Go through your highest-traffic pages and update them:
Update year references in titles and headings where it makes sense. Refresh pricing, dates, and seasonal availability. Add new photos from last season. Rewrite any sections that feel thin or outdated. Check that your meta descriptions still accurately reflect the page content.
This doesn’t mean rewriting everything. Sometimes it’s changing “2025 season” to “2026 season” and adding a paragraph about a new trip you’re offering. That small signal of freshness matters to Google. A full off-season overhaul goes deeper, but even quick updates move the needle.
Shore up your local SEO
If customers find you through searches like “kayak rentals near me” or “fishing guide [your town],” local SEO is where you win or lose.
Check your Google Business Profile. Is your address correct? Are your seasonal hours updated? Do you have recent photos? Have you responded to reviews from last season? Every unanswered review is a missed signal.
Then check your NAP (name, address, phone number) consistency across the web. Your info on Yelp, TripAdvisor, your local chamber of commerce listing, and any outdoor recreation directories should match exactly. Inconsistencies confuse Google about which information is correct, and confused Google doesn’t rank you well.

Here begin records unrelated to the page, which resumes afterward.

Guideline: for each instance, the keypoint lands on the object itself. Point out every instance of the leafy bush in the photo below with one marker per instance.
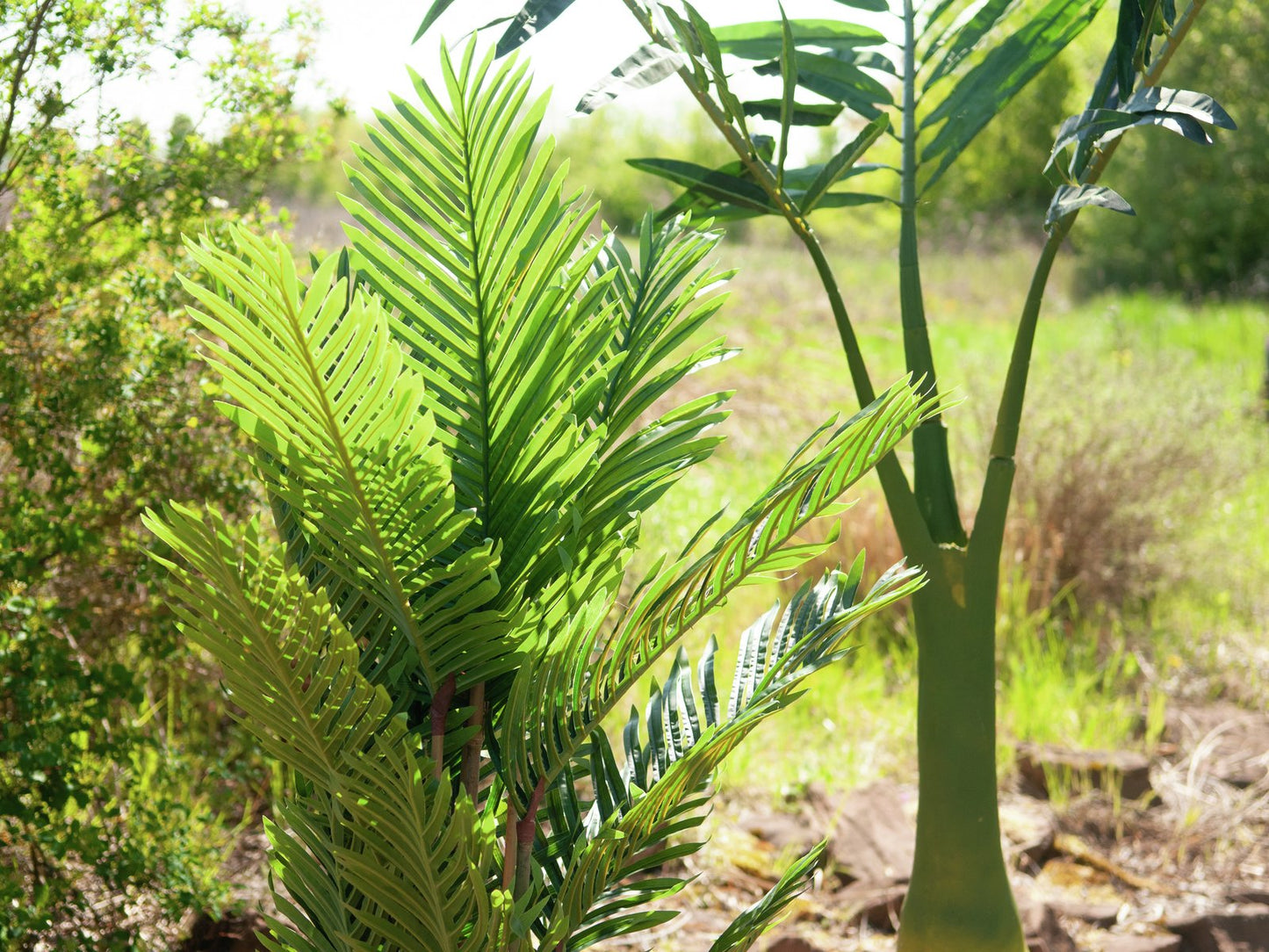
(100, 416)
(457, 444)
(1212, 239)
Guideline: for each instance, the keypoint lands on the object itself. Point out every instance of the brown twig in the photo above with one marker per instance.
(441, 702)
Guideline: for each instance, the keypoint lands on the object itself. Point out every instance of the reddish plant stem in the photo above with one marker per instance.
(441, 702)
(509, 841)
(470, 769)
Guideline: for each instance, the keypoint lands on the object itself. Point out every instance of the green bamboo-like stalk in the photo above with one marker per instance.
(932, 476)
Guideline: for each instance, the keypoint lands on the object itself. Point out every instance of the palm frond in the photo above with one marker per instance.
(761, 915)
(321, 390)
(592, 666)
(661, 786)
(373, 826)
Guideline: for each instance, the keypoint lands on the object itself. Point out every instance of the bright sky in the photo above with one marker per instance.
(365, 46)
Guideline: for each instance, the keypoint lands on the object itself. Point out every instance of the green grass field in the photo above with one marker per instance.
(1143, 414)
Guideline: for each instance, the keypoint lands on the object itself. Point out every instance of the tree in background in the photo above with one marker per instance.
(99, 396)
(941, 75)
(1214, 239)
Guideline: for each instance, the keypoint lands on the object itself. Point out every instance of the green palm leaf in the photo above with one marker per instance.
(590, 664)
(750, 924)
(660, 790)
(372, 823)
(473, 245)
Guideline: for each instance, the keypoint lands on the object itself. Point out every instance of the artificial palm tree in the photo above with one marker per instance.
(459, 424)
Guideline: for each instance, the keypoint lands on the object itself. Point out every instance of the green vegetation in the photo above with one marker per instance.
(458, 484)
(1136, 550)
(957, 66)
(100, 415)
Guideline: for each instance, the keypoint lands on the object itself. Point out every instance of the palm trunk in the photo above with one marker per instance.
(960, 899)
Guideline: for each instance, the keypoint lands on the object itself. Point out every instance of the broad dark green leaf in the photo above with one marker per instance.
(836, 79)
(840, 162)
(1070, 198)
(802, 114)
(763, 40)
(789, 79)
(717, 184)
(994, 80)
(870, 5)
(1127, 36)
(646, 66)
(1088, 126)
(704, 36)
(1182, 125)
(966, 40)
(535, 17)
(1179, 102)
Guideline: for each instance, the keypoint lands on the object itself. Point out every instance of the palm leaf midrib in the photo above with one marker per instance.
(479, 304)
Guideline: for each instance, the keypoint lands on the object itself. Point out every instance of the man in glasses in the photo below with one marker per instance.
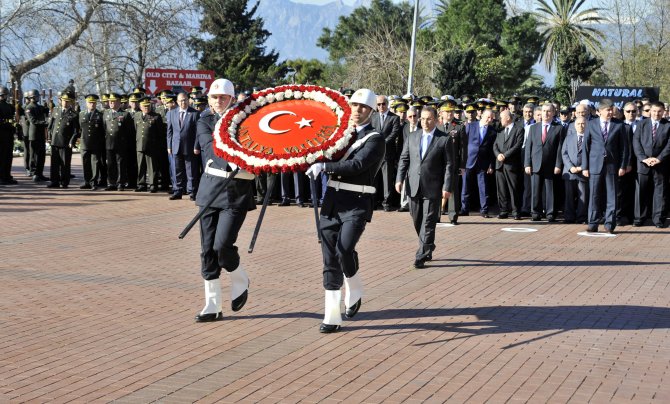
(626, 190)
(412, 124)
(388, 124)
(652, 149)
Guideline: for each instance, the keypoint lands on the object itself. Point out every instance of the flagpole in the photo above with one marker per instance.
(410, 79)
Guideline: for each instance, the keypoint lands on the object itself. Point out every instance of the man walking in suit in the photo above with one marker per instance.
(507, 149)
(481, 137)
(181, 134)
(388, 124)
(410, 126)
(426, 161)
(543, 160)
(576, 185)
(605, 158)
(652, 148)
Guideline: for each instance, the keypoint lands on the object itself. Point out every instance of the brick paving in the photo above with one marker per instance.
(98, 297)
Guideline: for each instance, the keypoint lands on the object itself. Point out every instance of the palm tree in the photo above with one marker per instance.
(564, 25)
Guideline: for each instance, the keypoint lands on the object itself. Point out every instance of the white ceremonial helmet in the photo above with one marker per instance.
(365, 97)
(222, 87)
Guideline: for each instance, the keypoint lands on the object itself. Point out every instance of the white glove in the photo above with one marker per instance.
(314, 171)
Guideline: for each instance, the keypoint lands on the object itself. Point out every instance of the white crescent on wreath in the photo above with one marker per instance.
(228, 147)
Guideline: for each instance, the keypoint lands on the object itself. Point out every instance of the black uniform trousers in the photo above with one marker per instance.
(147, 167)
(626, 196)
(425, 215)
(454, 202)
(61, 158)
(90, 160)
(218, 234)
(116, 168)
(27, 156)
(338, 243)
(576, 200)
(387, 174)
(6, 153)
(651, 200)
(507, 183)
(38, 152)
(538, 181)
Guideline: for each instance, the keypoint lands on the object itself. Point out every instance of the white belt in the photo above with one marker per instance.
(364, 189)
(241, 175)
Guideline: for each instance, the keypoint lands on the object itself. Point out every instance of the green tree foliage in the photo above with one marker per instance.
(456, 72)
(564, 24)
(233, 44)
(470, 23)
(505, 48)
(350, 29)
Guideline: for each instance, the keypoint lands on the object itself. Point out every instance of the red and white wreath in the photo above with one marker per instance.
(262, 134)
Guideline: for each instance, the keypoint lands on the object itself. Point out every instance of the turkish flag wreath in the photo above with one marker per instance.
(285, 129)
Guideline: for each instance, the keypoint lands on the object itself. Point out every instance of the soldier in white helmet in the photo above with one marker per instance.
(347, 207)
(222, 221)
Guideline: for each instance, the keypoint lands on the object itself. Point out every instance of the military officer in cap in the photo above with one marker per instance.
(347, 207)
(148, 144)
(458, 140)
(63, 125)
(222, 221)
(119, 130)
(91, 136)
(7, 131)
(36, 117)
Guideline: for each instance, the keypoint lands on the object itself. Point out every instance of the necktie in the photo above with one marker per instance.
(654, 127)
(580, 139)
(425, 142)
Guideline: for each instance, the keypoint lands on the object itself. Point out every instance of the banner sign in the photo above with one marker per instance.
(618, 95)
(173, 79)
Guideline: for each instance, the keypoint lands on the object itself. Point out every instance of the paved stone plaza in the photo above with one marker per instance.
(98, 297)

If you serve multiple locations or launch points, make sure each one has its own page on your site with unique content. “Kayak rentals in Moab” and “kayak rentals in Green River” should be separate pages, not the same page with a different header.
Prioritize and schedule the fixes
You just found a dozen things wrong with your site. Don’t try to fix them all this week.
Start with anything blocking Google from indexing your pages. That’s your highest-impact fix. Then page speed, because it affects both rankings and conversions. Then broken links and content freshness. Local SEO cleanup can run in parallel.
Build this into your off-season playbook alongside content planning and review collection. If you knock out the technical audit in a focused week or two, you’ve got months of runway for new content to index and rank before your peak season hits.
The operators who run this audit every off-season don’t think of it as optional maintenance. It’s how they make sure last season’s SEO gains don’t quietly erode while they’re not looking.